Because etcd writes data to disk and persists proposals on disk, its performance depends on disk performance. Although etcd is not particularly I/O intensive, it requires a low latency block device for optimal performance and stability. Because the consensus protocol for etcd depends on persistently storing metadata to a log (WAL), etcd is sensitive to disk-write latency. Slow disks and disk activity from other processes can cause long fsync latencies.
Those latencies can cause etcd to miss heartbeats, not commit new proposals to the disk on time, and ultimately experience request timeouts and temporary leader loss. High write latencies also lead to an OpenShift API slowness, which affects cluster performance. Because of these reasons, avoid colocating other workloads on the control-plane nodes that are I/O sensitive or intensive and share the same underlying I/O infrastructure.
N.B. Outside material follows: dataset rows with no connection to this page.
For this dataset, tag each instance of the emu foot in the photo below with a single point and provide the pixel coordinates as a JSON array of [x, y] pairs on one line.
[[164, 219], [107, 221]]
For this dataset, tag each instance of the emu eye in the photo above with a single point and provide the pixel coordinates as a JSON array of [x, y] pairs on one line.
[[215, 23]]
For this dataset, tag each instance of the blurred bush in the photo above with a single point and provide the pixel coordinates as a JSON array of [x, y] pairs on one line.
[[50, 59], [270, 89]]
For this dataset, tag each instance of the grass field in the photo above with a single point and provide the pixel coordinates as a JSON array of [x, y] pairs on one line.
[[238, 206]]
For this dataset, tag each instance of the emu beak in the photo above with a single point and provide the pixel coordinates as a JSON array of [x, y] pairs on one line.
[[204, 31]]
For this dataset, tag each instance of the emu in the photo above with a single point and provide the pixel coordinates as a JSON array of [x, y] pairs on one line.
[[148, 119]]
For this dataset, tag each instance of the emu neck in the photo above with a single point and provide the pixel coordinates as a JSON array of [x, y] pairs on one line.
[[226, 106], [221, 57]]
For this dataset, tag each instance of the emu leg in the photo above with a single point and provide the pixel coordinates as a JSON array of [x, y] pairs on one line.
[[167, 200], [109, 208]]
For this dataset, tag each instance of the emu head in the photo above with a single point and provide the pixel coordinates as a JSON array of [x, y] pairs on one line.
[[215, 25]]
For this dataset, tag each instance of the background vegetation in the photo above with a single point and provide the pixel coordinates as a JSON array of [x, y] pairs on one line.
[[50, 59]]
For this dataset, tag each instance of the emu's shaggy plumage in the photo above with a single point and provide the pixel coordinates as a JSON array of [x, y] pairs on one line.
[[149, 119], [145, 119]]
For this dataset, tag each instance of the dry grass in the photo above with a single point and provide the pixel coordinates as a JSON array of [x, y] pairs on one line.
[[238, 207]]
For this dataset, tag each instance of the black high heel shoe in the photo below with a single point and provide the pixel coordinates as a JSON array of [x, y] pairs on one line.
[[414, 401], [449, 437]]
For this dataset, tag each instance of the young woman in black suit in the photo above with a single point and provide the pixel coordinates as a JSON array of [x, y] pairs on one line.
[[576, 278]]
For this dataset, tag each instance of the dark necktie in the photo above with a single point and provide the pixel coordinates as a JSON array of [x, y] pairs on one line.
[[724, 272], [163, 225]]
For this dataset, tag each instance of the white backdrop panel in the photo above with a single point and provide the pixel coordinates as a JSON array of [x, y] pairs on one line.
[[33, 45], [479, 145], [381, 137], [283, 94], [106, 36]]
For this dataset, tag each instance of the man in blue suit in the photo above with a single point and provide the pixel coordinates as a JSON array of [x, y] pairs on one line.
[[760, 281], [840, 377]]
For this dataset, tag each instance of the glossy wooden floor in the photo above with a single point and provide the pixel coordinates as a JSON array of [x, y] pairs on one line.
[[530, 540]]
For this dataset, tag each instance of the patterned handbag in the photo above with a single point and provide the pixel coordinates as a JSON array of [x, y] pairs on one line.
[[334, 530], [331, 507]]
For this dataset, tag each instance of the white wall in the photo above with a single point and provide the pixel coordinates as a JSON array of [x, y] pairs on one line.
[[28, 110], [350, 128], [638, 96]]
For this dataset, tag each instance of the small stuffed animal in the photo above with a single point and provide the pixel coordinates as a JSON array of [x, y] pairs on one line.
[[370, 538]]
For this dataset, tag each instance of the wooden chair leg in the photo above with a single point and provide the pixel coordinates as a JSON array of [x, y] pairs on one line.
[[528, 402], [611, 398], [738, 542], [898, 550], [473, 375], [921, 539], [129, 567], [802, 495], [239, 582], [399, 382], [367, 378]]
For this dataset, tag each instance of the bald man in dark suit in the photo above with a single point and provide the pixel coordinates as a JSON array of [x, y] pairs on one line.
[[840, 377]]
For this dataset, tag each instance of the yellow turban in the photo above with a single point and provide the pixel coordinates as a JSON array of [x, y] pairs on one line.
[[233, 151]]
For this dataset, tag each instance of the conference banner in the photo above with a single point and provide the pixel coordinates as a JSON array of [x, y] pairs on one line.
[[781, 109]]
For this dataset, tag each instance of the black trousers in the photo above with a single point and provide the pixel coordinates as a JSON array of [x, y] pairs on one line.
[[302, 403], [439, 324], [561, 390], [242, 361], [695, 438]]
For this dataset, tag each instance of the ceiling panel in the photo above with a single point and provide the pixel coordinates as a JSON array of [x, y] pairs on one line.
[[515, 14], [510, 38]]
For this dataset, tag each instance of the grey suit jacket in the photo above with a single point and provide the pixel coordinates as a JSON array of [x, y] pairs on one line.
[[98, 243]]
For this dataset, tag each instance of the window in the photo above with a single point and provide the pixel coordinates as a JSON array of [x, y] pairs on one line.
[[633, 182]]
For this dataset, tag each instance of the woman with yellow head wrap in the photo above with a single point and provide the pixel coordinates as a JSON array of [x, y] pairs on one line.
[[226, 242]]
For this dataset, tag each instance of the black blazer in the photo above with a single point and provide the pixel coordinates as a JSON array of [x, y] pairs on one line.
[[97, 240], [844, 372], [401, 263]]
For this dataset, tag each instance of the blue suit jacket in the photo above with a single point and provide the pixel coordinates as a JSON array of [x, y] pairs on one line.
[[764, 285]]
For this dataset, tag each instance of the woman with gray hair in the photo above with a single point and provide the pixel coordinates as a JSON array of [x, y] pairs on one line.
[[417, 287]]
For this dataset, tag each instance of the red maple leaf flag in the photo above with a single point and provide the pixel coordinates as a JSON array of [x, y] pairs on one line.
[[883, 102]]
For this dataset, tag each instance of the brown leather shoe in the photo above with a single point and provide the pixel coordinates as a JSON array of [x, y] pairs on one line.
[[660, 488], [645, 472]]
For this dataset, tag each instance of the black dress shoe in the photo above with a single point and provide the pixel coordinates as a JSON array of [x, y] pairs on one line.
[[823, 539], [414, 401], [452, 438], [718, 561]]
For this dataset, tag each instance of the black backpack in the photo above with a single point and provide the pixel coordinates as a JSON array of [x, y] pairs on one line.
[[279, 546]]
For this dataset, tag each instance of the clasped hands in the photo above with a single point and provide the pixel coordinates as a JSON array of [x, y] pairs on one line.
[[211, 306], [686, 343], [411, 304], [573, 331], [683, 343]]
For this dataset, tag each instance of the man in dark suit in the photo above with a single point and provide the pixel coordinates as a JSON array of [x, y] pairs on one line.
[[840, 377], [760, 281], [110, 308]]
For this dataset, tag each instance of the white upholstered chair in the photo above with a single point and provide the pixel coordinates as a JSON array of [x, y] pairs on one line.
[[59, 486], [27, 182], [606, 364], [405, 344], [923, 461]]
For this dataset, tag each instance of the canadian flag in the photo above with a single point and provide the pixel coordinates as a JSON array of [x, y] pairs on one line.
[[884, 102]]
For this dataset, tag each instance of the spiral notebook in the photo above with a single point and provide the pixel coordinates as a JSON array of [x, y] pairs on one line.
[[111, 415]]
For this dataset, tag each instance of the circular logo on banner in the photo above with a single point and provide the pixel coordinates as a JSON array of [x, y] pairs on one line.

Run etcd on a block device that can write at least 50 IOPS of 8KB sequentially, including fdatasync, in under 10ms. For heavy loaded clusters, sequential 500 IOPS of 8000 bytes (2 ms) are recommended. To measure those numbers, you can use a benchmarking tool, such as fio.
To achieve such performance, run etcd on machines that are backed by SSD or NVMe disks with low latency and high throughput. Consider single-level cell (SLC) solid-state drives (SSDs), which provide 1 bit per memory cell, are durable and reliable, and are ideal for write-intensive workloads.
|
The load on etcd arises from static factors, such as the number of nodes and pods, and dynamic factors, including changes in endpoints due to pod autoscaling, pod restarts, job executions, and other workload-related events. To accurately size your etcd setup, you must analyze the specific requirements of your workload. Consider the number of nodes, pods, and other relevant factors that impact the load on etcd.
|
The following hard drive practices provide optimal etcd performance:
-
Use dedicated etcd drives. Avoid drives that communicate over the network, such as iSCSI. Do not place log files or other heavy workloads on etcd drives.
-
Prefer drives with low latency to support fast read and write operations.
-
Prefer high-bandwidth writes for faster compactions and defragmentation.
-
Prefer high-bandwidth reads for faster recovery from failures.
-
Use solid state drives as a minimum selection. Prefer NVMe drives for production environments.
-
Use server-grade hardware for increased reliability.
-
Avoid NAS or SAN setups and spinning drives. Ceph Rados Block Device (RBD) and other types of network-attached storage can result in unpredictable network latency. To provide fast storage to etcd nodes at scale, use PCI passthrough to pass NVM devices directly to the nodes.
-
Always benchmark by using utilities such as fio. You can use such utilities to continuously monitor the cluster performance as it increases.
-
Avoid using the Network File System (NFS) protocol or other network based file systems.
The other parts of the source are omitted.